Classifying the data and presenting it in tabular form makes the data compact and easy to grasp. To make the data even easier to understand and more visually appealing we express the data in the form of diagrams and graphs. There are many different types of diagrams and graphs that find a wide range of applications in statistics.
Some examples of graphs are bar graphs, line graphs, histograms, etc. Pie charts and pictograms are some examples of diagrams in statistics. We now list some of the advantages and disadvantages of using graphs and diagrams to present data in statistics.
Advantages of Diagrams and Graphs:
- A pictorial representation gives us an idea of the complete data at a single glance. It provides us with a birds-eye view of the data. This makes the data easy to comprehend.
- Diagrams are more attractive and appealing compared to rows and columns of numerical data.
- They are readily understandable even by laymen and those people who may not have statistical training or background.
- It takes a lot of effort to go through numerical data and draw meaningful inferences from it. On the other hand, graphs save both our time and effort since they are easily understood.
- Diagrams allow us to make comparisons of two or more data sets. For example, if we set pie charts showing the monthly breakdown of household expenses of two families side by side then it becomes very easy to do a comparative analysis.

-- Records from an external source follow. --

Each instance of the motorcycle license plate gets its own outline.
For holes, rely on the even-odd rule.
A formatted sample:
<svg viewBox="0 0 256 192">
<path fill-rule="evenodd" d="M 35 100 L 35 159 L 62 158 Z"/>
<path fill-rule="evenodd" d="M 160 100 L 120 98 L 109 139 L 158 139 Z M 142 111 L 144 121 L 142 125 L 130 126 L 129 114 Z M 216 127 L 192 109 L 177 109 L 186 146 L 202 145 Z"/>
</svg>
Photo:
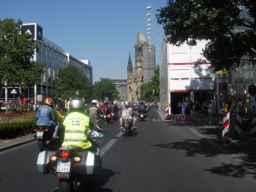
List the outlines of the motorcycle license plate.
<svg viewBox="0 0 256 192">
<path fill-rule="evenodd" d="M 44 131 L 37 131 L 37 138 L 42 138 L 43 134 L 44 134 Z"/>
<path fill-rule="evenodd" d="M 70 172 L 70 162 L 58 161 L 57 172 Z"/>
</svg>

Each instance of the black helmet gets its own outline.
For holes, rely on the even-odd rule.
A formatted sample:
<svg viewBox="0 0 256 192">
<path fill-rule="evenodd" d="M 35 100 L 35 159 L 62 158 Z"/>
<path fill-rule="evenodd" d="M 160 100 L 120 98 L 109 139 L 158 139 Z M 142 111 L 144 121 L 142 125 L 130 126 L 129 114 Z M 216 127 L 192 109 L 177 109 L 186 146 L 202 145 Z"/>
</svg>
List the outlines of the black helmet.
<svg viewBox="0 0 256 192">
<path fill-rule="evenodd" d="M 84 102 L 80 97 L 72 98 L 69 104 L 70 110 L 73 111 L 84 111 L 85 108 Z"/>
</svg>

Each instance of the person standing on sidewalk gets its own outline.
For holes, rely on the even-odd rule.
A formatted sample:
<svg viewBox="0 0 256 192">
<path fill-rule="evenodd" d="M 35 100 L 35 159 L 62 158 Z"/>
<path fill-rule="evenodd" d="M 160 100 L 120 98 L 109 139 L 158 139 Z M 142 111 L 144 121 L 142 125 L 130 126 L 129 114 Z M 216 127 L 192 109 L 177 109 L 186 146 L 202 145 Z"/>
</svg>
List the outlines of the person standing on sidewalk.
<svg viewBox="0 0 256 192">
<path fill-rule="evenodd" d="M 212 113 L 213 113 L 213 102 L 212 100 L 209 101 L 209 105 L 208 105 L 208 113 L 209 113 L 209 123 L 212 123 Z"/>
<path fill-rule="evenodd" d="M 207 120 L 209 117 L 208 116 L 208 100 L 207 99 L 206 99 L 203 103 L 202 110 L 203 110 L 204 116 L 205 116 L 205 123 L 207 123 Z"/>
</svg>

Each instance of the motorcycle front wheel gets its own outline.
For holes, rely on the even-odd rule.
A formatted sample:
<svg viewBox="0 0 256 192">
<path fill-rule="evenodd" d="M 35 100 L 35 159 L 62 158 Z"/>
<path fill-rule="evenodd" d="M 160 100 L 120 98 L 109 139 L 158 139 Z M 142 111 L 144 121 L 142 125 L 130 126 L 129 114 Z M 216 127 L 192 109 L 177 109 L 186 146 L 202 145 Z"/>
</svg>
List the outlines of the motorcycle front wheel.
<svg viewBox="0 0 256 192">
<path fill-rule="evenodd" d="M 71 183 L 67 180 L 59 181 L 59 192 L 71 192 Z"/>
</svg>

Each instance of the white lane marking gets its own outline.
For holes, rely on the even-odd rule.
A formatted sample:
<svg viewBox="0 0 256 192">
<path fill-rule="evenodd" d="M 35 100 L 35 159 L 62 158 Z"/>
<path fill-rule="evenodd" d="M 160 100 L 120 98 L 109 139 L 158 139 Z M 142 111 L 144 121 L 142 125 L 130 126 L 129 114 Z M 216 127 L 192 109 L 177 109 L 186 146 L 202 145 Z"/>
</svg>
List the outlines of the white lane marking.
<svg viewBox="0 0 256 192">
<path fill-rule="evenodd" d="M 101 156 L 104 155 L 106 152 L 117 142 L 117 139 L 111 139 L 103 148 L 101 149 Z"/>
<path fill-rule="evenodd" d="M 119 131 L 115 137 L 120 137 L 124 132 Z M 101 149 L 101 156 L 104 155 L 107 151 L 117 142 L 118 139 L 111 139 L 106 145 L 103 146 Z"/>
</svg>

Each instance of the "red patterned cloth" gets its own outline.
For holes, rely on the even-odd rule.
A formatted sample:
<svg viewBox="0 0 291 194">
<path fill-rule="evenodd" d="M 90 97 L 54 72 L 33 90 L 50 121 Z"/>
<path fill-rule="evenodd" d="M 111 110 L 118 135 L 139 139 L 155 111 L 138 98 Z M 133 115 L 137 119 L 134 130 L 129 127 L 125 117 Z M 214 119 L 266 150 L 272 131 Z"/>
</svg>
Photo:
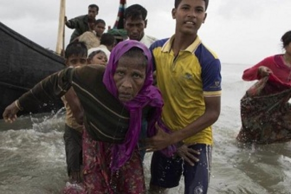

- Time series graphs can help us detect trends in the data. Suppose we draw a line graph plotting the yearly profits of the company. If the line graph keeps trending upwards then we can conclude that the company is making greater and greater profits year after year.
Limitations of Diagrams and Graphs in Statistics:
- Diagrams and graphs tend to only show the broad and general aspects of the data. In order to understand the data with granular details, we need to classify and present the numerical data in tabular form.
- Though it is advisable to only use diagrams and graphs when presenting data to the general public and laymen, they are not enough for a professional statistician. A professional statistician always needs numerical data to carry out any analysis such as testing a hypothesis, carrying out an ANOVA test, etc.
- They are prone to misinterpretation and misuse. Diagrams can also be used for the purpose of false advertising. This can be done by changing the scale of the data, to make certain things appear bigger or larger. The general public might be deceived by dishonest individuals if they accept such graphs at face value.
- Many of the diagrams are not easy to construct. For example, drawing a three-dimensional bar graph takes a lot of time and effort.
- Some diagrams can easily get congested. For example, when constructing a pie chart if there are too many categories/slices then the resulting diagram becomes very ugly, congested, and difficult to read.
- If there are too many large values in the data, then drawing a graph might hide the very small but significant differences in data values.
- Each kind of data is best represented by a suitable kind of diagram. If the wrong type of diagram is used to present the data then it may lead to incorrect conclusions. For example, we cannot use a pie chart to represent non-categorical numerical data. We should instead use a histogram to present the data in this case. Pie charts are a suitable method to represent the data if there are 6 or fewer categories.
- Two different diagrams can be compared to each other only if both data sets are measured in the same unit. If the two data sets are in different units then we cannot compare the two diagrams.